If you expand to six or eight teams, it becomes slighly more possible that a team could go into a late season game undefeated, knowing it will still make the playoff even with a loss.  But even if that happens here and there, it probably still isn't very common and doesn't serious affect the regular season.

But if you start getting to 12 or 16 teams, then eventally you reach the point when teams at the very top know they are in regardless, and so the stakes go down.

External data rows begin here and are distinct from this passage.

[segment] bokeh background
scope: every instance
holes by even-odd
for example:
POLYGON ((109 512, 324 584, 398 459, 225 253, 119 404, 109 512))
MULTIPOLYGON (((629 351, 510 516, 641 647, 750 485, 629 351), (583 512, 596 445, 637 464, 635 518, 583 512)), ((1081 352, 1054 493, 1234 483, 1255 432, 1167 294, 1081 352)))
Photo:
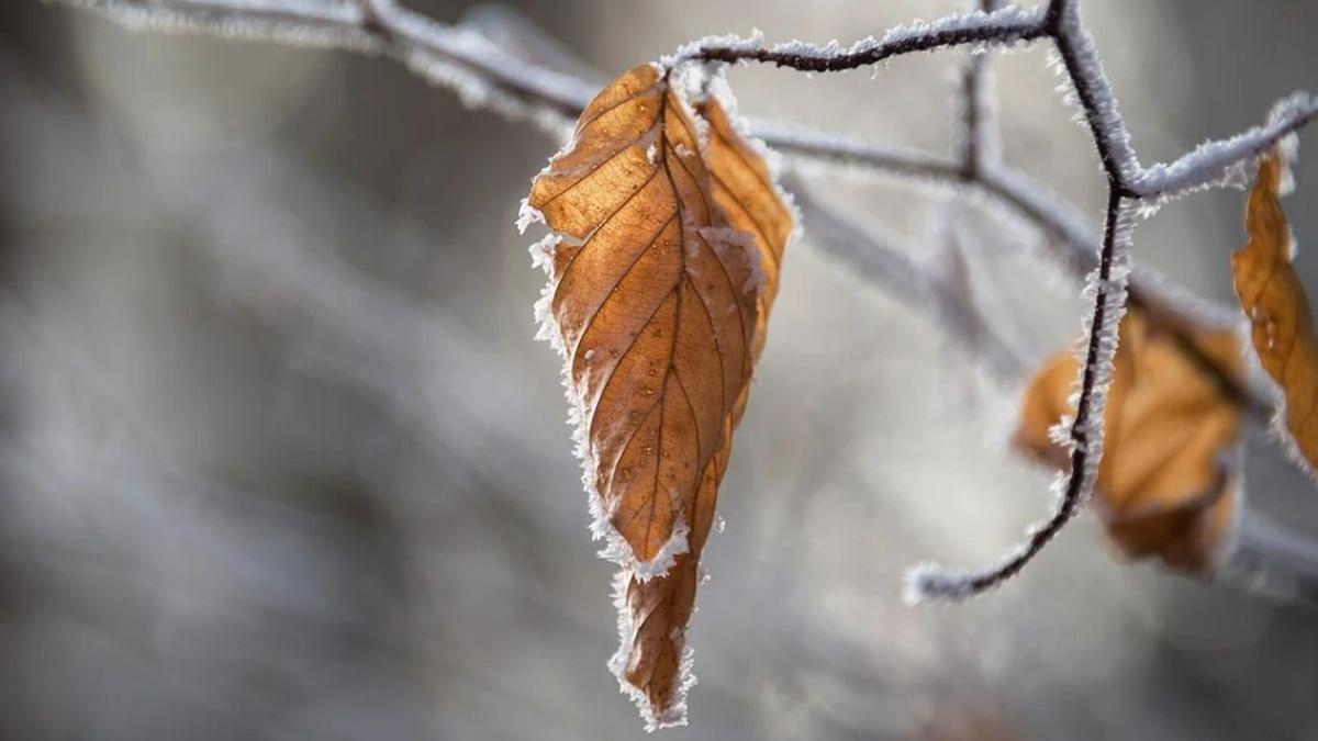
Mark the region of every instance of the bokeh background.
MULTIPOLYGON (((506 8, 617 71, 708 33, 850 41, 957 4, 506 8)), ((1318 87, 1313 3, 1085 15, 1145 162, 1318 87)), ((1006 156, 1097 215, 1045 57, 995 63, 1006 156)), ((958 61, 731 82, 743 112, 946 150, 958 61)), ((613 570, 513 227, 556 146, 390 61, 0 4, 0 737, 643 736, 604 666, 613 570)), ((1310 162, 1286 206, 1318 291, 1310 162)), ((811 182, 937 256, 937 199, 811 182)), ((1164 208, 1137 260, 1230 299, 1242 204, 1164 208)), ((1035 357, 1065 345, 1074 285, 1028 232, 975 224, 979 301, 1035 357)), ((706 550, 692 726, 666 738, 1318 738, 1318 612, 1123 563, 1090 518, 985 599, 904 607, 907 566, 996 556, 1049 476, 1004 447, 1012 385, 927 314, 808 224, 787 268, 706 550)), ((1318 538, 1313 494, 1255 485, 1251 506, 1318 538)))

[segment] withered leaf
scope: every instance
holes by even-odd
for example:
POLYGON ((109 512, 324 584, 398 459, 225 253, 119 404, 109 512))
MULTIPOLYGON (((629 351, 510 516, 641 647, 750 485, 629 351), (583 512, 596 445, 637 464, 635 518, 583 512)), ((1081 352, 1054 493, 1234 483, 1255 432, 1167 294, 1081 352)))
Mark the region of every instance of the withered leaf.
POLYGON ((623 566, 612 667, 652 724, 683 717, 700 552, 792 231, 718 103, 699 115, 706 141, 664 73, 638 66, 527 198, 556 235, 539 311, 561 343, 596 531, 623 566))
POLYGON ((1318 468, 1318 339, 1305 287, 1292 261, 1292 236, 1281 211, 1281 161, 1271 153, 1246 206, 1244 249, 1231 254, 1240 309, 1249 318, 1253 349, 1286 400, 1286 430, 1318 468))
MULTIPOLYGON (((1199 331, 1191 341, 1215 365, 1242 376, 1242 349, 1231 332, 1199 331)), ((1068 465, 1049 429, 1074 415, 1078 370, 1077 357, 1062 352, 1035 374, 1014 439, 1019 450, 1068 465)), ((1227 456, 1239 442, 1240 411, 1174 338, 1137 311, 1122 319, 1103 427, 1095 504, 1107 534, 1131 558, 1157 556, 1191 574, 1210 568, 1238 504, 1227 456)))

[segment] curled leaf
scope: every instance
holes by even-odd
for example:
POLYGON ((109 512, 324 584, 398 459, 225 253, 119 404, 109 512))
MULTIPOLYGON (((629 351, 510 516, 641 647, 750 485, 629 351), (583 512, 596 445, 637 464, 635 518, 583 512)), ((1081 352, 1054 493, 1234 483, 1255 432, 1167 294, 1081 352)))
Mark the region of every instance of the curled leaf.
POLYGON ((691 111, 642 65, 587 105, 523 219, 554 229, 538 314, 564 356, 596 535, 623 567, 612 667, 652 725, 679 723, 700 552, 791 216, 720 104, 691 111))
MULTIPOLYGON (((1231 332, 1201 331, 1193 341, 1219 368, 1242 374, 1231 332)), ((1049 430, 1074 414, 1078 363, 1073 353, 1058 353, 1035 374, 1014 439, 1057 467, 1068 464, 1068 455, 1049 430)), ((1122 319, 1103 426, 1095 506, 1108 537, 1131 558, 1207 571, 1236 508, 1230 455, 1240 436, 1239 407, 1173 336, 1132 311, 1122 319)))
POLYGON ((1318 468, 1318 339, 1305 287, 1290 262, 1281 169, 1277 153, 1259 163, 1244 215, 1248 241, 1231 254, 1231 272, 1240 309, 1249 318, 1253 349, 1285 396, 1285 427, 1313 471, 1318 468))

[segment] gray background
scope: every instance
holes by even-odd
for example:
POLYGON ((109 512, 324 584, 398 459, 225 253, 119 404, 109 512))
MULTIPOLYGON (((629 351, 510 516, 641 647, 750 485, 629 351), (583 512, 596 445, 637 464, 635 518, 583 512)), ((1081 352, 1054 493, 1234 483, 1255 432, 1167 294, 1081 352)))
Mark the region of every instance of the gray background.
MULTIPOLYGON (((521 5, 609 71, 953 9, 521 5)), ((1145 162, 1318 88, 1311 3, 1085 13, 1145 162)), ((731 82, 745 112, 945 150, 956 61, 731 82)), ((1097 215, 1044 50, 995 69, 1007 157, 1097 215)), ((643 736, 513 227, 555 149, 389 61, 0 5, 0 737, 643 736)), ((1286 208, 1318 291, 1311 162, 1286 208)), ((933 249, 928 199, 815 182, 933 249)), ((1137 260, 1230 299, 1242 204, 1166 207, 1137 260)), ((1074 287, 977 229, 982 299, 1065 345, 1074 287)), ((912 562, 991 559, 1049 506, 1003 447, 1012 393, 797 243, 706 550, 693 725, 664 737, 1318 738, 1314 612, 1123 563, 1090 518, 996 593, 903 607, 912 562)), ((1314 492, 1282 489, 1251 496, 1318 534, 1314 492)))

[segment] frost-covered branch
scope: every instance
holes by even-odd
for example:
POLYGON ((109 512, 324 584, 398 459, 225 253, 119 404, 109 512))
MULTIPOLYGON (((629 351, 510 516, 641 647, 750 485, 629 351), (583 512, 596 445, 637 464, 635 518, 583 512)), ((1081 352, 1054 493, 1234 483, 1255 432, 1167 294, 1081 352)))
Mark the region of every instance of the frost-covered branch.
POLYGON ((763 62, 804 73, 841 73, 878 65, 886 59, 949 46, 1011 45, 1048 34, 1044 13, 1008 5, 986 13, 975 11, 928 22, 896 26, 882 38, 865 38, 844 49, 833 42, 824 46, 789 41, 764 47, 758 37, 709 38, 680 50, 673 59, 705 62, 763 62))
MULTIPOLYGON (((426 79, 455 90, 464 103, 527 119, 556 136, 587 104, 594 84, 529 63, 518 54, 463 26, 448 26, 399 7, 394 0, 330 3, 316 0, 53 0, 99 11, 132 26, 174 32, 261 38, 283 44, 337 47, 386 54, 426 79)), ((913 583, 929 596, 961 597, 992 587, 1016 574, 1046 545, 1089 497, 1102 456, 1102 411, 1116 347, 1116 322, 1127 294, 1147 310, 1149 320, 1177 336, 1194 327, 1219 323, 1202 302, 1186 301, 1153 276, 1130 277, 1128 244, 1132 212, 1166 198, 1228 182, 1260 152, 1318 117, 1318 102, 1307 94, 1288 99, 1263 127, 1211 141, 1168 165, 1140 165, 1077 0, 1050 0, 1039 9, 978 8, 929 24, 899 26, 850 47, 837 44, 788 42, 764 46, 758 37, 708 38, 683 46, 667 65, 762 62, 803 71, 846 71, 882 63, 898 55, 948 47, 987 47, 1048 40, 1087 125, 1103 171, 1110 203, 1102 243, 1074 207, 1029 178, 999 163, 988 146, 990 108, 983 86, 983 62, 971 59, 965 78, 963 141, 956 158, 894 150, 867 142, 751 123, 751 132, 796 161, 824 161, 846 167, 913 177, 945 185, 969 185, 1037 225, 1065 247, 1064 261, 1074 273, 1093 270, 1089 290, 1094 306, 1087 319, 1077 418, 1070 429, 1072 472, 1064 480, 1053 517, 1036 527, 1025 546, 999 567, 957 576, 924 570, 913 583), (1127 283, 1132 282, 1131 290, 1127 283)), ((891 266, 892 262, 888 261, 891 266)), ((1194 349, 1193 343, 1182 343, 1194 349)), ((1210 359, 1202 365, 1219 382, 1226 372, 1210 359)), ((1252 407, 1248 392, 1239 394, 1252 407)))
POLYGON ((1103 227, 1103 252, 1089 286, 1094 295, 1094 309, 1086 322, 1079 401, 1068 435, 1070 469, 1058 479, 1057 508, 1052 517, 1032 527, 1025 542, 1002 563, 986 570, 953 572, 936 564, 917 566, 907 576, 909 601, 971 597, 1011 579, 1061 533, 1091 496, 1098 479, 1098 464, 1103 458, 1103 409, 1111 384, 1112 359, 1116 356, 1116 327, 1126 314, 1133 225, 1131 204, 1112 187, 1103 227))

The sweet spot seeems to probably be around six or eight teams.  It would also be good if they could bring home field advantage into play somehow, but that seems like a pipe dream with the current NCAA.

PB-J Time

November 8th, 2017 at 2:49 PM ^

careful, we're working towards the scenario you laid out. If (a big IF I know), Georgia and Alabama go into SEC title undefeated you think loser gets kicked out of playoff? I don't know...

Ginuvas

November 8th, 2017 at 2:37 PM ^

So, because Michigan has zero shot at the playoff, the rest of the games are pointless? Or if Alabama wins out and is going to make it the the college playoff no matter what, then the SEC Championship Game is pointless? Do the teams, coaches or even fans see the game as pointless?
The whole "pointless" argument was pushed by the bowl games and their mouthpieces (networks profiting from the games) to stop a playoff from ever happening in the first place, yet here we are getting pissed off because Michigan does not kill Cincinnati. Yes, there is less emphasis on winning every single game than there used to be, but there is also less reliance on a bunch of voters that can choose a national champion based on any factor other than an actual game.

maquih

November 8th, 2017 at 12:49 PM ^

Charles Matthews will take us to the promised land, Final Four. He's going to be POY candidate, he's actually incredible, our best player since Trey Burke.

maquih

November 11th, 2017 at 7:48 PM ^

So good news is we have a veteran 5th year senior transfer Jaaron Simmons who is perfectly suited to Beilein's p&r offense.  One issue might be his ability to share the floor with Matthews, who is more of an ISO player but if they can find a way to meet in the middle we are going to have an elite offense.

DualThreat

November 8th, 2017 at 1:10 PM ^

2084 College Football Playoffs, buy seed:

1) Texas vs 8) Northern California (new D1 school as of 2055)

2) USC vs 7) Michigan

3) Florida vs 6) Puerto Rico State

4) Ohio State vs 5) Syracuse

 

LSAClassOf2000

November 8th, 2017 at 1:17 PM ^

I would think that's accurate, and I am certain that the only reason Syracuse got in is that the committee was simply unwilling to really give any real credence to winning the Non-Terran Moons Conference, since really the Saturn Division is Titan University, Rhea State and then a bunch of tire fires, some with real fires in the middle of them. No one ever wants to go to Neptune and play on Triton in November either, so they have their own scheduling issues.